Many a harried Harvard student hurries by his peers on a day to day basis without so much as a

Many a harried Harvard student hurries by his peers on a day to day basis without so much as a wave. So too do the unconscious window- shopping minions hurry by artfully arranged window displays without so much as an inclination to spend.

Holiday shopping season is fast approaching, however, and store managers are gearing up to showcase the art of window design and the rash purchases it can induce.

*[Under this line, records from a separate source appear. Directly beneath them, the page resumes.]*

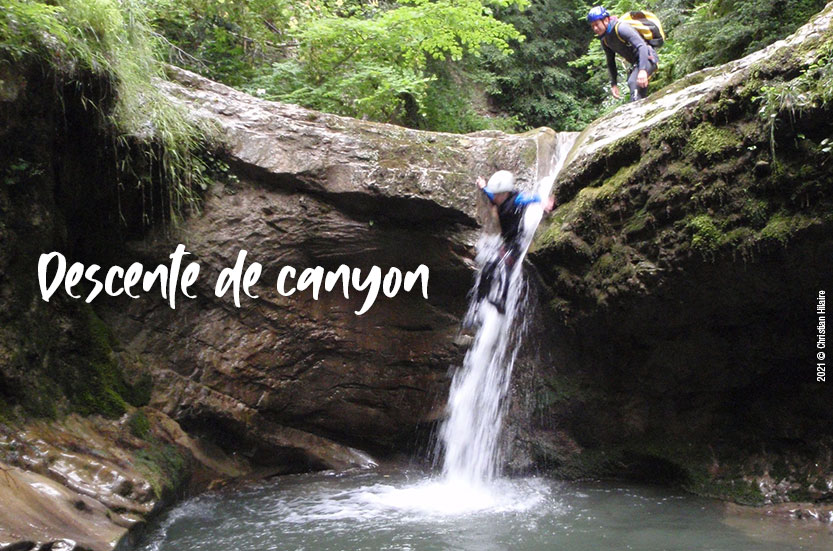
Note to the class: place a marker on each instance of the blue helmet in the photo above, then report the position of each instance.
(596, 13)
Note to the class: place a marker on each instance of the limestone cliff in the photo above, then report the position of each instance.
(281, 384)
(684, 266)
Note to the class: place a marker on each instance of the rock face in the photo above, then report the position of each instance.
(279, 384)
(279, 373)
(684, 266)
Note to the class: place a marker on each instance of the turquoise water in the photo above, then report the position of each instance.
(405, 511)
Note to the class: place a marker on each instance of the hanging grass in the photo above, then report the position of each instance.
(113, 39)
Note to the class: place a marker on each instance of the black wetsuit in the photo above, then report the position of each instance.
(634, 49)
(496, 272)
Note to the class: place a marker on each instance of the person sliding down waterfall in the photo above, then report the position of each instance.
(509, 205)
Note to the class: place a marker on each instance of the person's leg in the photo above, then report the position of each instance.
(637, 92)
(635, 95)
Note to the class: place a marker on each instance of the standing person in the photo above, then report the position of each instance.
(618, 37)
(510, 205)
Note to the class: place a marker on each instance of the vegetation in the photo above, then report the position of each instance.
(452, 65)
(113, 39)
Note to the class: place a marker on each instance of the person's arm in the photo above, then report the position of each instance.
(611, 70)
(632, 36)
(523, 199)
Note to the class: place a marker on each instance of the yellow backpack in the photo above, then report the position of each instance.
(647, 24)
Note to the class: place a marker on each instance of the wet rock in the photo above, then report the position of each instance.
(683, 264)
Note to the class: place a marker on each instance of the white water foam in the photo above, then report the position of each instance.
(469, 438)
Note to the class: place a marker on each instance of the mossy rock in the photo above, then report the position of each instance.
(710, 141)
(706, 236)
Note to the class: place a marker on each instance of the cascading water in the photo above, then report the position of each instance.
(469, 438)
(468, 508)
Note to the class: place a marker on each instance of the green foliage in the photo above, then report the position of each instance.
(710, 141)
(369, 65)
(139, 424)
(165, 466)
(783, 101)
(706, 236)
(99, 385)
(112, 39)
(536, 83)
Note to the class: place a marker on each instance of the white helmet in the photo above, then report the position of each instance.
(500, 182)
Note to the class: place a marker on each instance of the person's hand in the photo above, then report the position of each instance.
(642, 78)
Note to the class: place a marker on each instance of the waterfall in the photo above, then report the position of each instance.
(469, 438)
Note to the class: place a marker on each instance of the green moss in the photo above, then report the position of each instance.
(734, 490)
(738, 237)
(637, 222)
(99, 385)
(778, 229)
(139, 424)
(114, 40)
(671, 131)
(706, 236)
(756, 211)
(711, 141)
(165, 466)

Typically only the lucky few who preside over “one-of-a-kind” stores are confronted with the possibility of window design. As an employee of the Gap on Brattle Street notes, all Gaps are created equal; the large retail company gives decoration direction to every Gap the world over from a main office. But the Square’s Urban Outfitters presents an anomaly in the category of chain stores. As manager Laurie A. Kluender notes, the store receives initial corporate direction but relies on a store-specific display artist to produce the store’s actual window arrangement. While this is a special situation for a chain store, Kluender says, “I think it’s part of the whole creative effort thing they believe in.”

The shops unique to the Square enjoy much more freedom in the area of window design. Both the Motto jewelry shop and Tess Boutique on Brattle emphasize the importance of color in their respective window displays. Brightly hued, draped scarves draw attention to the smaller jeweled pieces in Motto’s window, while the Tess Boutique puts emphasis on clean lines and a variety of colors. In these windows the bolder, the better.

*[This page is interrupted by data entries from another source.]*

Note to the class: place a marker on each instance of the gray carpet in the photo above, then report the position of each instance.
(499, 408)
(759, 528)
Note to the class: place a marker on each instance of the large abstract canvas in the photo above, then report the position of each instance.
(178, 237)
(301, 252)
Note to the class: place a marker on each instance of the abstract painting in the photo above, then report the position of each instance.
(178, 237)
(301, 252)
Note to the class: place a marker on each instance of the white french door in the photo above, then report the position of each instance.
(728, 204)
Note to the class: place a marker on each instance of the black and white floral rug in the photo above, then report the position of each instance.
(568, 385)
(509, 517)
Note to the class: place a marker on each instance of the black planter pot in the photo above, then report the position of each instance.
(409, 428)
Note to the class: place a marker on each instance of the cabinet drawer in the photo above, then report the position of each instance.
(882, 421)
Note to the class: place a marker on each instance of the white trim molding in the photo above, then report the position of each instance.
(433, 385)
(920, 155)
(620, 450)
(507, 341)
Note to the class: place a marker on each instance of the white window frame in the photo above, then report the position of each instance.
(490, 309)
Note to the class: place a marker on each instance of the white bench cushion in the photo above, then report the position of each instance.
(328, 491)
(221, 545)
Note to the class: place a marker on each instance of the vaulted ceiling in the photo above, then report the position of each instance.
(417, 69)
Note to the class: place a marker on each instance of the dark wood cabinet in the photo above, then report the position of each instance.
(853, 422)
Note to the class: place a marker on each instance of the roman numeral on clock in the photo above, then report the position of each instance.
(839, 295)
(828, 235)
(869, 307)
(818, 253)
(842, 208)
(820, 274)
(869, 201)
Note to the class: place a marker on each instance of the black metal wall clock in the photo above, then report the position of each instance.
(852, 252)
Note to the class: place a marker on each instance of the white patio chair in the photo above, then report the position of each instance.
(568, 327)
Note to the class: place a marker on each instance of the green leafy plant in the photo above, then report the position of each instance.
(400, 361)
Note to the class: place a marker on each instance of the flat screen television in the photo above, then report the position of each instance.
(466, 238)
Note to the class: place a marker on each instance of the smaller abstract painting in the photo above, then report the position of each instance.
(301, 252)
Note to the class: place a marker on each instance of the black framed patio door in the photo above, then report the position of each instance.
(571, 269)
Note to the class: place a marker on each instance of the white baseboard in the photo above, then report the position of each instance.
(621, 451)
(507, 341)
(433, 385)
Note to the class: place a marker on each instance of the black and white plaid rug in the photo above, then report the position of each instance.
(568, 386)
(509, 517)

Perhaps the most creative window design in the Square can be found at Modern Design Furnishings (MDF) and Calliope, a whimsical children’s store. Scott Seltzer, the enthusiastic manager and window designer at MDF reveals that window designing is “really more of an aesthetic than anything else—it’s what seems to feel right or pops into my head at the time!” The window of his shop features the work of the many artists who frequent the store. Presently seven artists’ exquisite pieces occupy the window space.

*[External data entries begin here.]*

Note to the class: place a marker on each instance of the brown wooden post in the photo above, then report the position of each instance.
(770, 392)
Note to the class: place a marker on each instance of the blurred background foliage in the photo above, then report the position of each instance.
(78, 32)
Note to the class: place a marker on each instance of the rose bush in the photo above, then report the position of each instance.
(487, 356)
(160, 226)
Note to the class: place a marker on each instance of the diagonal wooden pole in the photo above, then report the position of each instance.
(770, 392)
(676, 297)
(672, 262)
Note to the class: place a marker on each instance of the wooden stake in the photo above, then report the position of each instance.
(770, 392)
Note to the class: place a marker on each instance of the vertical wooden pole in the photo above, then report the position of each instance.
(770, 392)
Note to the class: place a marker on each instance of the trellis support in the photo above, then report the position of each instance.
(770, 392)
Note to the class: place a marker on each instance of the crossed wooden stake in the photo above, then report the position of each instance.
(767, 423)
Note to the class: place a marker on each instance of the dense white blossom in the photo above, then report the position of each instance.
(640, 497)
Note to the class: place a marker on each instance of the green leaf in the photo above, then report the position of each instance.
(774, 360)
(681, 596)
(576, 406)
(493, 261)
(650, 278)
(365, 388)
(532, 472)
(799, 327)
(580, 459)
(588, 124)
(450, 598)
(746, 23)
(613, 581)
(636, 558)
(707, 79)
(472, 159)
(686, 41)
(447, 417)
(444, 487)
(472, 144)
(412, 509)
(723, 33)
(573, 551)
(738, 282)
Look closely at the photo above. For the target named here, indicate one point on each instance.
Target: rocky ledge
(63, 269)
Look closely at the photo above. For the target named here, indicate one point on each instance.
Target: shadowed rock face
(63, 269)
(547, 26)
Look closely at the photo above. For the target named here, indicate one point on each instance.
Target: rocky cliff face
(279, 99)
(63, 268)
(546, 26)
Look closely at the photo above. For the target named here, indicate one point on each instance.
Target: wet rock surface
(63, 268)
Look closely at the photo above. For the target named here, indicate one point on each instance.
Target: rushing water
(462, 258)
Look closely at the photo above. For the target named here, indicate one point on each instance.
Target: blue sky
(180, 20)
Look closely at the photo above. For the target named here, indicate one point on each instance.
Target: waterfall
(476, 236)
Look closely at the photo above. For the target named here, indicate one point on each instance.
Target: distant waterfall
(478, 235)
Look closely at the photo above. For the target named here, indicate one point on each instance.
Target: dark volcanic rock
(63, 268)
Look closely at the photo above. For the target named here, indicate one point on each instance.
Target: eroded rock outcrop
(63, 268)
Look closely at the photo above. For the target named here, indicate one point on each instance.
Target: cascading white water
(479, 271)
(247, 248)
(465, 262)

At Calliope, window designer and store owner Anne Lerner confesses the true scheme behind her work: an obsession with puns. “It’s a sickness with us! We’ve been doing it for 30 years, and we have people who wait to see what the pun of the month will be. People walking by will give a thumbs up if they like it, and we disappoint people when there’s no pun,” she says.

The Halloween window theme—“Nothin’ says lovin’ like somethin’ from the coven”—exemplifies Lerner’s creative process of deciding on a pun, finding some stuffed toys to go with it (in this case, witches), and then “sitting around and giggling” as ideas for the display take shape. As she adds glowingly, “We’re a little store with lots of window space—we want something cute and adorable that will make people smile. It’s like a performance every time we do windows!”

Window shopping is no longer for a lazy day—it’s a chance to experience art in the making.